Statuant sur cette requête, le Tribunal des céans a rendu le jugement n 274/2eme C.Com du 05 décembre 1996 dont le dispositif est formulé ci-après :
– « -L’y déclare entièrement fondée.
Condamne la société Générale de Commerce Industrie et Service (GCIS) à payer à la BBD Liquidation la somme de francs CFA deux cent soixante dix sept millions huit cent quatre vingt treize mille soixante huit (277.893 068) en principal, outre les intérêts de droit pour compter du 07 mars 1994, date de l’assignation.
La condamne en outre au paiement de la somme de francs CFA huit millions (8 000 000) à titre de dommages-intérêts.
Ordonne l’exécution provisoire du présent jugement nonobstant toutes voies de recours.
Condamne la société GCIS aux entiers dépens.
Suivant exploit en date à Cotonou du 20 janvier 1997, la société Générale de Commerce d’Industrie et Service (GCIS), assistée de Maître Edgar-Yves MONNOU,arelevé appel de cette décision avec assignation en défense à exécution provisoire.
IV DISCUSSION
A En la forme
Attendu que l’appel relevé le 20 janvier 1997 par la Société GCIS contre le jugement n0274/2e C. Com.
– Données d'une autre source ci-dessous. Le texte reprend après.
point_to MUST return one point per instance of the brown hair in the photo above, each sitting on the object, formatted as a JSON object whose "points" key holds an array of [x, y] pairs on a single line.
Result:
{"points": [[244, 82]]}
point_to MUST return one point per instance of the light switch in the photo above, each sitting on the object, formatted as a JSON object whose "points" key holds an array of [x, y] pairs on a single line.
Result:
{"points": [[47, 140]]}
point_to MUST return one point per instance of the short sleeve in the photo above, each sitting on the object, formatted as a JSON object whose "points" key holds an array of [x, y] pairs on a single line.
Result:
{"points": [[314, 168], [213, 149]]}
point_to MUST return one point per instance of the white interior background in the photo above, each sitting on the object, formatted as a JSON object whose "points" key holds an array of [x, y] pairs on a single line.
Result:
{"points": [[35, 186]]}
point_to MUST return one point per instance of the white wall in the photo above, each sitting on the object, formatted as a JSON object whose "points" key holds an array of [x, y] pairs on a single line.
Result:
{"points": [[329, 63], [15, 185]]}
Rendu le 05 décembre 1996 par le Tribunal de céans est recevable pour avoir respecté le délai et la forme prescrits par la loi.
Attendu que l’appel incident relevé par la BBD est aussi recevable en raison de son respect des prescriptions de la loi en la matière.
B Au fond
1) Sur la qualification de la décision entreprise
Attendu que la décision entreprise a été qualifiée de jugement réputé contradictoire en raison de ce que la défenderesse, la Société GCIS était représentée en la cause par un Conseil « qui n’a pas cru devoir conclure en dépit des multiples renvois concédés à cet effet ».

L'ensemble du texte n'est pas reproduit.